Die von uns gemeinsam mit KURD-AKAD, dem Netzwerk Kurdischer AkademikerInnen e.V., im September des vergangenen Jahres organisierte Expertenkonferenz hatte die Absicht, die Gründe für die veränderte Rolle der Kurden in der Region genauer zu betrachten und ein Forum für Diskussionen darüber zu bieten, welche Auswirkungen diese neue Rolle der Kurden auf die Entwicklungen im Nahen und Mittleren Osten haben kann. Damit verbunden sollte zugleich auch diskutiert werden, vor welchen Herausforderungen die deutsche „Kurdenpolitik“ vor dem Hintergrund der gegenwärtigen Entwicklungen in der gesamten Region steht.

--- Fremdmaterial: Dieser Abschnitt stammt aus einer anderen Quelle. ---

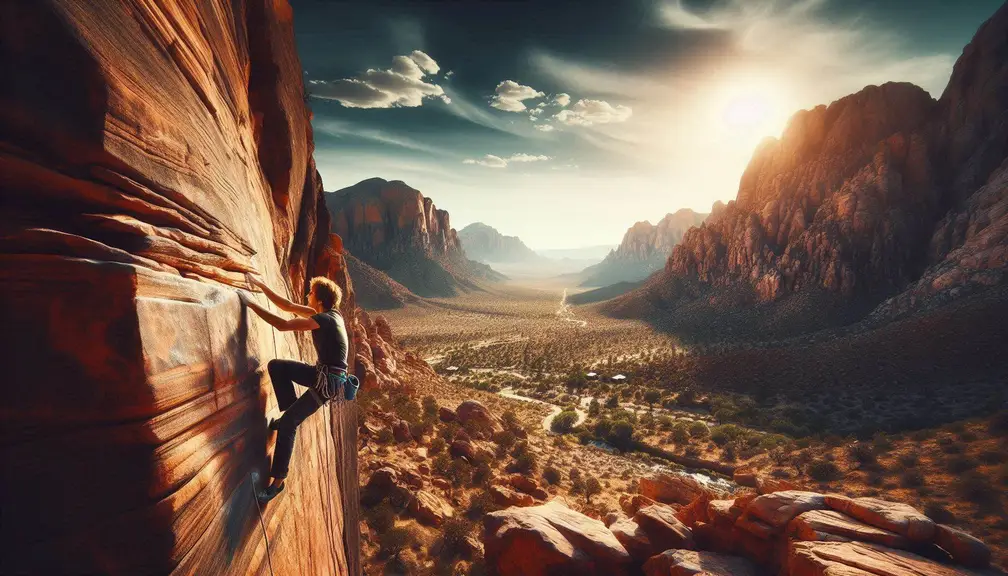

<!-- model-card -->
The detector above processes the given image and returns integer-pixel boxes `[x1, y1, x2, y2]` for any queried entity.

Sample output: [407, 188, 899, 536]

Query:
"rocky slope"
[581, 208, 708, 286]
[609, 0, 1008, 329]
[326, 178, 500, 297]
[0, 0, 362, 575]
[459, 222, 540, 263]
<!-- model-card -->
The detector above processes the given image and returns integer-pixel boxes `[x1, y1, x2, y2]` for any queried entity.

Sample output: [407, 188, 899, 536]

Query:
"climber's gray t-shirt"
[311, 310, 349, 370]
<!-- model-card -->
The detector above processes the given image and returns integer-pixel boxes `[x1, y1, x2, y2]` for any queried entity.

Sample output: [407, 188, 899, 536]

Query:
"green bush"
[689, 420, 711, 440]
[549, 411, 578, 434]
[808, 460, 840, 482]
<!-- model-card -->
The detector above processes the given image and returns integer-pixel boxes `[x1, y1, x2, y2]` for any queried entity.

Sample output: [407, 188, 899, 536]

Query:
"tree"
[585, 476, 602, 504]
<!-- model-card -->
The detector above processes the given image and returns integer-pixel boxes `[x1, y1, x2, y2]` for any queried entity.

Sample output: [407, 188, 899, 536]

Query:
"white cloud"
[462, 152, 550, 168]
[554, 98, 633, 126]
[462, 154, 507, 168]
[309, 50, 452, 108]
[490, 80, 545, 112]
[508, 153, 549, 162]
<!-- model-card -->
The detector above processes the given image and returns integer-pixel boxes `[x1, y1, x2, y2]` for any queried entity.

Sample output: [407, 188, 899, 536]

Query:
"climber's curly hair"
[309, 276, 343, 310]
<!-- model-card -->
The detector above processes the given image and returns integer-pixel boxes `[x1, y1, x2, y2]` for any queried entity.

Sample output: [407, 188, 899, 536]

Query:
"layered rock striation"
[610, 1, 1008, 328]
[0, 0, 362, 575]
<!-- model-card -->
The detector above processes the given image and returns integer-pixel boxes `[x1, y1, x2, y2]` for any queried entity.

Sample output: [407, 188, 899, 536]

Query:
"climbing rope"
[249, 472, 275, 576]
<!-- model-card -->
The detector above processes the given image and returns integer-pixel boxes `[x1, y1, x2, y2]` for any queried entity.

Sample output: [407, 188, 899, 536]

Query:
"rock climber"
[238, 274, 353, 502]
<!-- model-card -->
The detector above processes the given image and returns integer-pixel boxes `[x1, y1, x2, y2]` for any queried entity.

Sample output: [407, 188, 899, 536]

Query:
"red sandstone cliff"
[0, 0, 362, 575]
[326, 178, 500, 297]
[609, 2, 1008, 330]
[581, 208, 708, 286]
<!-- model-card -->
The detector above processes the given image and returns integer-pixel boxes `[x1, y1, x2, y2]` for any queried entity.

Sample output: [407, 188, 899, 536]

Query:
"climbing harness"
[249, 470, 274, 576]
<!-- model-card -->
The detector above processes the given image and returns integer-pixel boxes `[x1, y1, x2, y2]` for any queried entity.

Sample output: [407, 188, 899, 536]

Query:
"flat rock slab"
[483, 500, 631, 576]
[787, 510, 910, 548]
[644, 550, 759, 576]
[787, 542, 975, 576]
[826, 494, 934, 542]
[746, 490, 826, 529]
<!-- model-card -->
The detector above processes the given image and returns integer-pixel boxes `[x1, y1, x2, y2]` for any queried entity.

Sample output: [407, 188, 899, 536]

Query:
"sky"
[291, 0, 1001, 249]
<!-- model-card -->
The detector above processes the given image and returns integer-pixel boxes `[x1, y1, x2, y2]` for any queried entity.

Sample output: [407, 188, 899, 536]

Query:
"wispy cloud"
[462, 152, 550, 168]
[490, 80, 545, 112]
[308, 50, 452, 108]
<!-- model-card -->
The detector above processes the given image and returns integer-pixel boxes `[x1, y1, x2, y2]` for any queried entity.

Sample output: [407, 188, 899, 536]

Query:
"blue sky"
[292, 0, 1001, 249]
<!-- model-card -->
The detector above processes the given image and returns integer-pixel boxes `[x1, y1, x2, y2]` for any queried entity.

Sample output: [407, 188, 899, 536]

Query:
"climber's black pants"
[267, 360, 322, 478]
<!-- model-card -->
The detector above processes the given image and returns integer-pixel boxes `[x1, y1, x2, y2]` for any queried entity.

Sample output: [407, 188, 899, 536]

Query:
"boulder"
[620, 494, 656, 516]
[437, 407, 457, 423]
[490, 485, 535, 506]
[787, 542, 968, 576]
[744, 490, 827, 532]
[483, 500, 631, 576]
[633, 504, 695, 550]
[825, 494, 934, 542]
[409, 490, 455, 527]
[609, 516, 656, 563]
[637, 472, 722, 504]
[455, 400, 504, 436]
[934, 524, 991, 568]
[644, 550, 760, 576]
[787, 510, 910, 548]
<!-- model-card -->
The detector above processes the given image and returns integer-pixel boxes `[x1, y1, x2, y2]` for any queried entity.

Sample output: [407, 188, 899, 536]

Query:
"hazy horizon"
[294, 0, 1000, 250]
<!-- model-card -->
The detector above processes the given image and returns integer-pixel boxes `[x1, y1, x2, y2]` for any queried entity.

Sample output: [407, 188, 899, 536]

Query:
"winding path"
[497, 388, 588, 434]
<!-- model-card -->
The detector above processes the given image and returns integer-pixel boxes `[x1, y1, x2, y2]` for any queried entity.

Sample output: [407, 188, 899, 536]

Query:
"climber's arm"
[238, 292, 319, 332]
[245, 274, 316, 318]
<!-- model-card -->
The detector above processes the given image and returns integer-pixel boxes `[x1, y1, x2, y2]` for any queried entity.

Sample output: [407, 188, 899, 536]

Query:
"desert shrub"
[808, 460, 840, 482]
[466, 490, 496, 519]
[422, 395, 437, 418]
[378, 526, 416, 556]
[542, 465, 562, 485]
[672, 422, 689, 444]
[571, 476, 585, 495]
[473, 462, 494, 486]
[365, 500, 395, 534]
[956, 471, 1000, 505]
[899, 468, 924, 488]
[585, 476, 602, 504]
[442, 516, 473, 557]
[924, 501, 956, 524]
[689, 421, 711, 440]
[501, 410, 521, 430]
[847, 442, 878, 467]
[375, 426, 395, 444]
[549, 411, 578, 434]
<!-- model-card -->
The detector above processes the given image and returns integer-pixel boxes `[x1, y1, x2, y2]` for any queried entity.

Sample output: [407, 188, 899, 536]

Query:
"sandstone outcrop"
[459, 222, 541, 263]
[326, 178, 501, 297]
[0, 0, 360, 575]
[607, 1, 1008, 338]
[483, 501, 630, 576]
[580, 208, 708, 286]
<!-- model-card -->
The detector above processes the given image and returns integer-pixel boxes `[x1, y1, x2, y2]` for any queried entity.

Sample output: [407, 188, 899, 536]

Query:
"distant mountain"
[459, 222, 539, 263]
[326, 178, 504, 298]
[535, 244, 616, 262]
[581, 209, 708, 286]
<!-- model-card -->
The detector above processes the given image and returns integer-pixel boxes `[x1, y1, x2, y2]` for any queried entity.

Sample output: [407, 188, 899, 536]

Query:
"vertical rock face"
[326, 178, 501, 297]
[610, 2, 1008, 328]
[0, 0, 359, 574]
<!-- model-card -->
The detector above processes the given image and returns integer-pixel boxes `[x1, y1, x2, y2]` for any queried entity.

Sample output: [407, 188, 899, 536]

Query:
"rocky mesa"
[326, 178, 501, 300]
[0, 0, 368, 575]
[611, 0, 1008, 328]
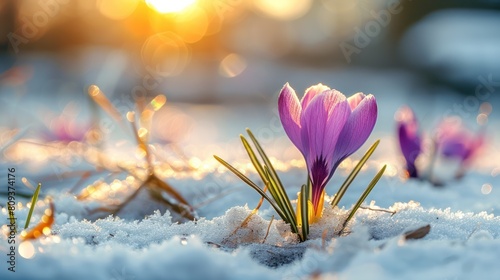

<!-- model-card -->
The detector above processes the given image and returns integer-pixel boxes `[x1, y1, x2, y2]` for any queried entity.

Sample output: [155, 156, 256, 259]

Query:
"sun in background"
[146, 0, 196, 14]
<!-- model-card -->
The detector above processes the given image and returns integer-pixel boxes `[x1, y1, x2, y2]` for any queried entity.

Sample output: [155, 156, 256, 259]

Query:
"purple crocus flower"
[396, 106, 422, 178]
[278, 83, 377, 217]
[436, 118, 484, 164]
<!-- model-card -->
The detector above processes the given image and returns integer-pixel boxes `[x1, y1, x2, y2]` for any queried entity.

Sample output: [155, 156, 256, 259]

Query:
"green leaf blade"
[24, 183, 42, 229]
[214, 155, 286, 220]
[330, 140, 380, 207]
[344, 165, 387, 227]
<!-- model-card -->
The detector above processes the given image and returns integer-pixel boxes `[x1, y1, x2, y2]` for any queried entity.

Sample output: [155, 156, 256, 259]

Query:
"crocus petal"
[347, 92, 366, 111]
[278, 83, 304, 153]
[300, 84, 330, 109]
[301, 90, 351, 211]
[334, 93, 377, 164]
[398, 123, 421, 178]
[397, 107, 421, 177]
[436, 118, 484, 162]
[301, 90, 351, 168]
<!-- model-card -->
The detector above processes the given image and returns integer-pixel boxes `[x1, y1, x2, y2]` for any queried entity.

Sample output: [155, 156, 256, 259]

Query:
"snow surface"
[0, 67, 500, 280]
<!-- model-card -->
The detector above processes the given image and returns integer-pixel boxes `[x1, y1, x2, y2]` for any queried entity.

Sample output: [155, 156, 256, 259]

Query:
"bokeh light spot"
[141, 32, 189, 77]
[481, 184, 493, 195]
[19, 241, 35, 259]
[254, 0, 312, 20]
[97, 0, 139, 20]
[219, 53, 247, 78]
[146, 0, 196, 14]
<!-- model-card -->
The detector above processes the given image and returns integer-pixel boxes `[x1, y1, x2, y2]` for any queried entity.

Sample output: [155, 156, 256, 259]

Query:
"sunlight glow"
[254, 0, 313, 20]
[146, 0, 196, 14]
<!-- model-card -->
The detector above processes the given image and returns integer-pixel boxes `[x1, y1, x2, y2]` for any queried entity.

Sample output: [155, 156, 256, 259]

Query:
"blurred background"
[0, 0, 500, 167]
[0, 0, 500, 99]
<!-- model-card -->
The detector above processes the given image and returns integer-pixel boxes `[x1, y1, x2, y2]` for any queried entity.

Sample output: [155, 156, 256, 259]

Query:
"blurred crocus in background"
[396, 106, 422, 178]
[278, 83, 377, 217]
[436, 118, 485, 178]
[396, 106, 485, 186]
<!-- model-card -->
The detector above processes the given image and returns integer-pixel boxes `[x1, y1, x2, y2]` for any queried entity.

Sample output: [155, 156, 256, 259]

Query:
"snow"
[0, 67, 500, 280]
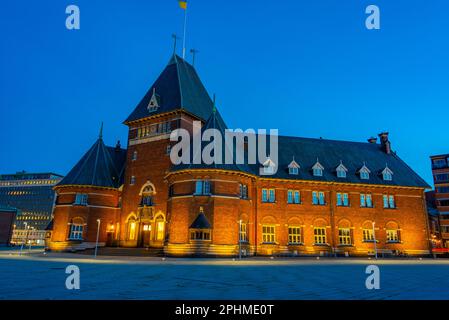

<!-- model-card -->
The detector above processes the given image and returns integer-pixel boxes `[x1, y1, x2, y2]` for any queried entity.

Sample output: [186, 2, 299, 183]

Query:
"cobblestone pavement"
[0, 251, 449, 300]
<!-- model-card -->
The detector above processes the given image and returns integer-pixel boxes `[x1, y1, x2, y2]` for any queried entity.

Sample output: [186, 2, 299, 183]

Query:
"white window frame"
[288, 226, 303, 244]
[262, 224, 276, 243]
[313, 227, 327, 245]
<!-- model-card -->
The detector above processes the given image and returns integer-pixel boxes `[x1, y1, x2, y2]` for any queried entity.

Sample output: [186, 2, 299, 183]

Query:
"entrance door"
[141, 223, 151, 247]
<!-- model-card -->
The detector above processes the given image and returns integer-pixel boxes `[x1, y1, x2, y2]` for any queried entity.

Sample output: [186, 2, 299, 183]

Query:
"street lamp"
[373, 221, 377, 260]
[238, 219, 242, 260]
[95, 219, 101, 258]
[20, 222, 28, 255]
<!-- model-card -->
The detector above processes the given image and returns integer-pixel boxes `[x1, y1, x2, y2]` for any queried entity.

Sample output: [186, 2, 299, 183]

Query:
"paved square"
[0, 251, 449, 300]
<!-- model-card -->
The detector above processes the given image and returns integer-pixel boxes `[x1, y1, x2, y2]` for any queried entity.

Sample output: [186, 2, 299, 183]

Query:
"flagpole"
[182, 6, 187, 59]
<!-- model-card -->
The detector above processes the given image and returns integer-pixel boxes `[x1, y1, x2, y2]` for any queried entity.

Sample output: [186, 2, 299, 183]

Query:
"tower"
[119, 55, 213, 247]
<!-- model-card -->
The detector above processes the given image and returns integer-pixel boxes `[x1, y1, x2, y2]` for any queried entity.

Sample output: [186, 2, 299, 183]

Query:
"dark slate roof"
[190, 212, 211, 229]
[45, 219, 55, 231]
[125, 55, 213, 123]
[172, 132, 430, 188]
[171, 107, 251, 172]
[57, 137, 126, 188]
[426, 191, 440, 216]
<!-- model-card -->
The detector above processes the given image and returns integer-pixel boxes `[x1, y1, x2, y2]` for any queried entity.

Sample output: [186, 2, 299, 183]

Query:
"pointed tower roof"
[190, 208, 211, 229]
[171, 106, 251, 172]
[125, 55, 213, 123]
[57, 132, 126, 188]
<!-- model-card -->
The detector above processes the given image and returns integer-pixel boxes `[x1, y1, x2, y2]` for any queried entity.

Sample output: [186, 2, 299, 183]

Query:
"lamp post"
[373, 221, 377, 260]
[95, 219, 101, 258]
[238, 219, 242, 260]
[20, 222, 28, 256]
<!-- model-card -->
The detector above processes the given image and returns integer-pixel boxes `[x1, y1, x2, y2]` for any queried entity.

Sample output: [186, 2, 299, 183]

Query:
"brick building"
[0, 206, 17, 246]
[50, 56, 431, 255]
[430, 154, 449, 249]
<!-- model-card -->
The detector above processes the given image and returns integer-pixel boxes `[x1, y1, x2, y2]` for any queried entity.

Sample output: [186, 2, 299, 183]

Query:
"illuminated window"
[190, 229, 210, 241]
[363, 229, 374, 242]
[312, 191, 325, 206]
[287, 190, 301, 204]
[195, 180, 210, 195]
[262, 189, 276, 202]
[69, 223, 84, 240]
[262, 225, 276, 243]
[74, 193, 87, 206]
[156, 218, 165, 241]
[239, 184, 248, 199]
[288, 226, 302, 244]
[239, 222, 248, 242]
[313, 227, 327, 244]
[128, 219, 136, 240]
[383, 195, 396, 209]
[338, 228, 352, 245]
[387, 229, 399, 243]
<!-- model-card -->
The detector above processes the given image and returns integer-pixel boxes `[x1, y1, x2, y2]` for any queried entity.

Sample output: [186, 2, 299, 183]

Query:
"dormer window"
[312, 159, 324, 177]
[382, 165, 393, 181]
[263, 157, 276, 175]
[336, 162, 348, 178]
[288, 159, 300, 175]
[147, 88, 160, 112]
[359, 164, 371, 180]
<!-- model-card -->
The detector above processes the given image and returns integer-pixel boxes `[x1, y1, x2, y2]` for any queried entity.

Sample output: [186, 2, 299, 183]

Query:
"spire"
[98, 121, 103, 139]
[212, 93, 217, 114]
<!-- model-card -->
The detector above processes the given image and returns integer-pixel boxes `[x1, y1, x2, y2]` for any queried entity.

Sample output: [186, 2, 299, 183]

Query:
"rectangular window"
[288, 226, 302, 244]
[363, 229, 374, 242]
[75, 193, 87, 206]
[338, 228, 352, 246]
[69, 223, 84, 240]
[387, 230, 399, 242]
[435, 173, 449, 182]
[262, 189, 268, 202]
[239, 184, 248, 199]
[239, 222, 248, 242]
[269, 189, 276, 202]
[312, 191, 318, 205]
[195, 180, 210, 195]
[262, 189, 276, 202]
[262, 225, 276, 243]
[366, 194, 373, 208]
[287, 190, 301, 204]
[383, 195, 388, 208]
[318, 192, 325, 206]
[313, 227, 327, 244]
[388, 196, 396, 209]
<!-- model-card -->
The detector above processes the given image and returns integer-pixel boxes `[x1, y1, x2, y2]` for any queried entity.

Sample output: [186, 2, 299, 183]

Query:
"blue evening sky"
[0, 0, 449, 183]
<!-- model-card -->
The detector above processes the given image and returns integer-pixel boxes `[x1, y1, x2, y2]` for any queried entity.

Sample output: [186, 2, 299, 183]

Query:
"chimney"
[379, 132, 391, 154]
[368, 137, 377, 144]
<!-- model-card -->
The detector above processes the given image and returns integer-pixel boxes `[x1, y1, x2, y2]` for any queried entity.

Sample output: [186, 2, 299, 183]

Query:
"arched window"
[156, 215, 165, 241]
[69, 218, 84, 240]
[140, 183, 155, 206]
[126, 217, 137, 241]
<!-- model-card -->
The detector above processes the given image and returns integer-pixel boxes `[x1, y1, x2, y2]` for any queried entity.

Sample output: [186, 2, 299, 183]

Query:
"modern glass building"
[0, 171, 63, 242]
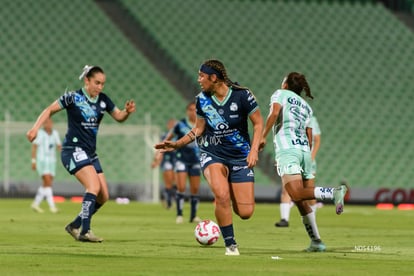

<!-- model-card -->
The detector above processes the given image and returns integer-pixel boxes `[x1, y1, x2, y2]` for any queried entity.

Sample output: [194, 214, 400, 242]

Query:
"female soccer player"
[27, 65, 135, 242]
[155, 60, 263, 255]
[275, 116, 321, 227]
[31, 119, 62, 213]
[260, 72, 347, 251]
[165, 103, 201, 224]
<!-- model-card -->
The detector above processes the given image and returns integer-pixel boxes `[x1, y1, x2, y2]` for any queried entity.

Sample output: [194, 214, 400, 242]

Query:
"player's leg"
[203, 163, 239, 255]
[189, 168, 201, 223]
[175, 170, 188, 224]
[275, 185, 293, 227]
[42, 173, 58, 213]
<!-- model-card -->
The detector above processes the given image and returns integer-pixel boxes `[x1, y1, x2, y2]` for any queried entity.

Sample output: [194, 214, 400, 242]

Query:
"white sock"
[44, 187, 56, 209]
[302, 212, 321, 240]
[33, 187, 45, 206]
[314, 187, 334, 200]
[280, 202, 291, 221]
[309, 204, 318, 215]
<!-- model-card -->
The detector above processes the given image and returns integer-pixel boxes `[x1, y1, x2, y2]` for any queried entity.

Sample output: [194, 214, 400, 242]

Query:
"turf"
[0, 199, 414, 275]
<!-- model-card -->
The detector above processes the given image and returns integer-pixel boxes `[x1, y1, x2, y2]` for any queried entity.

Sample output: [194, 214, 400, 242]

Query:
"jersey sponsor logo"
[200, 153, 213, 167]
[230, 102, 239, 112]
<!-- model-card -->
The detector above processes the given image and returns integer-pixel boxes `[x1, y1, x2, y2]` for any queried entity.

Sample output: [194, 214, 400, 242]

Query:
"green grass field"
[0, 199, 414, 275]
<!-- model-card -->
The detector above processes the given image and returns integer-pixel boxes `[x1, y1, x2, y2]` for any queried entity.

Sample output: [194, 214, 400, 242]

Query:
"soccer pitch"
[0, 199, 414, 275]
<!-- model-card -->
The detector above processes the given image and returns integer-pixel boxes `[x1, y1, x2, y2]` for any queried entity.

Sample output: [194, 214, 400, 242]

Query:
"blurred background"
[0, 0, 414, 203]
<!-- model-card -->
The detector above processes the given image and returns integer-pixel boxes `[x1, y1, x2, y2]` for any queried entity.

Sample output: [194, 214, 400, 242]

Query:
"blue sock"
[175, 192, 184, 216]
[190, 195, 200, 222]
[220, 224, 236, 247]
[70, 202, 103, 228]
[81, 193, 96, 235]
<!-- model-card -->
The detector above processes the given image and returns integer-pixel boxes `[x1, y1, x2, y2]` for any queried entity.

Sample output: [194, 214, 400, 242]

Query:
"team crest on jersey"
[230, 103, 239, 112]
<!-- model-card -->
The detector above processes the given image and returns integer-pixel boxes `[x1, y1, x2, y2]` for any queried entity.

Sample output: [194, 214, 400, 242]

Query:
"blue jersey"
[172, 119, 200, 164]
[58, 88, 115, 154]
[196, 88, 259, 160]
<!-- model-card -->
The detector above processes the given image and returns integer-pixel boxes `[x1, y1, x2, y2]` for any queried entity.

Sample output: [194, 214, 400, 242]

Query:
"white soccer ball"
[194, 219, 220, 245]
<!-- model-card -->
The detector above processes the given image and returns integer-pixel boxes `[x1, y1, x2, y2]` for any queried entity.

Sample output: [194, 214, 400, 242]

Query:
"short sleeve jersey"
[33, 129, 61, 163]
[196, 88, 259, 160]
[172, 118, 200, 164]
[58, 89, 115, 154]
[270, 89, 313, 152]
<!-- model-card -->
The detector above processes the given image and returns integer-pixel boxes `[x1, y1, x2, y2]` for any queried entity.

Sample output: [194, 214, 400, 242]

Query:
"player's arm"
[111, 100, 136, 122]
[260, 103, 282, 149]
[26, 100, 62, 142]
[247, 109, 263, 168]
[306, 127, 312, 149]
[155, 117, 206, 151]
[311, 134, 321, 160]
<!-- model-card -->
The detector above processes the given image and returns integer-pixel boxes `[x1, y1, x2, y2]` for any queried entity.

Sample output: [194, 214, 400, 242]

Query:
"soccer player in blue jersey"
[151, 119, 176, 209]
[31, 119, 62, 213]
[260, 72, 347, 252]
[155, 59, 263, 256]
[26, 65, 135, 242]
[165, 103, 201, 224]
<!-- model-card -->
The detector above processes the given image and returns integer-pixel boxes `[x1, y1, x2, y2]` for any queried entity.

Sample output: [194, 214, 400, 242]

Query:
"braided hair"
[203, 59, 249, 90]
[285, 72, 313, 99]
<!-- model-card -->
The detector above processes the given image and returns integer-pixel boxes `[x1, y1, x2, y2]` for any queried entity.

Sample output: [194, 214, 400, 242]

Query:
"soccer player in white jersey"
[260, 72, 347, 252]
[275, 116, 321, 227]
[155, 59, 263, 256]
[31, 118, 62, 213]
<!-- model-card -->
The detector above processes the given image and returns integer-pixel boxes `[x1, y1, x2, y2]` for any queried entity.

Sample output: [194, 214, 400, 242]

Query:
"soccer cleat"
[333, 183, 348, 215]
[275, 219, 289, 227]
[175, 216, 184, 224]
[190, 217, 201, 223]
[78, 230, 103, 242]
[65, 223, 80, 240]
[305, 241, 326, 252]
[31, 203, 44, 213]
[224, 244, 240, 256]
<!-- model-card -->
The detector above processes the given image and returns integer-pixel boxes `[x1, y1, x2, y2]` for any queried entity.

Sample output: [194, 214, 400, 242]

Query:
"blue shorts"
[175, 160, 201, 176]
[60, 147, 103, 174]
[276, 149, 315, 179]
[200, 152, 254, 183]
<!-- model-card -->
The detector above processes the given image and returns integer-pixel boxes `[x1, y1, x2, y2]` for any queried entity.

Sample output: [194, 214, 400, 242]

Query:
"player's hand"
[246, 149, 259, 168]
[154, 140, 177, 152]
[26, 128, 37, 143]
[125, 100, 136, 114]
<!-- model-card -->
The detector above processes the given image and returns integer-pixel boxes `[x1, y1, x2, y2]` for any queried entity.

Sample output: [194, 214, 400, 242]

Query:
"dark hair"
[203, 59, 249, 90]
[85, 66, 105, 79]
[285, 72, 313, 99]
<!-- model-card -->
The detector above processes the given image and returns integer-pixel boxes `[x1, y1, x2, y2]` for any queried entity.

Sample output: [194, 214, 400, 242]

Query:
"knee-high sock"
[81, 193, 96, 235]
[33, 186, 45, 206]
[44, 187, 56, 209]
[220, 224, 236, 247]
[175, 192, 184, 216]
[190, 195, 200, 222]
[302, 212, 321, 241]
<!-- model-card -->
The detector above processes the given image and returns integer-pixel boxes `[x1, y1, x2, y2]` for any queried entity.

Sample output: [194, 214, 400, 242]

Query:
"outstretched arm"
[26, 101, 62, 142]
[111, 100, 136, 122]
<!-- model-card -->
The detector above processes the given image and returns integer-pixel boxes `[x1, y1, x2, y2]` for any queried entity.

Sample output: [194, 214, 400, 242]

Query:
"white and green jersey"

Neben renommierten internationalen Referenten waren auf der Experten- und Fachtagung geladene Gäste aus Politik, Wissenschaft, Medien, Nichtregierungsorganisationen vertreten, um dort ihr Fachwissen und ihre Einschätzungen innerhalb der Themenblöcke auszutauschen.
Die Tagung hat ihr Ziel nicht verfehlt. Viele interessante Vorträge wurden gehalten und lebhafte Diskussionen geführt. Mit der aktuellen Ausgabe der Civaka Azad Infoblätter möchten wir nun die Inputreferate auch einer breiteren Öffentlichkeit zugänglich machen.
Bedanken möchten wir uns an dieser Stelle bei allen, die sowohl bei der Vorbereitung als auch an der Umsetzung der Fachtagung mitgewirkt haben. Unser Dank gilt ebenfalls all denjenigen, die bei der Übersetzung, Transkription und beim Korrekturlesen der Beiträge mitgearbeitet haben.
Die in den Beiträgen behandelten Themen haben auch im neuen Jahr nichts an ihrer Aktualität verloren. Wir wünschen deshalb allen eine erkenntnisreiche Lektüre!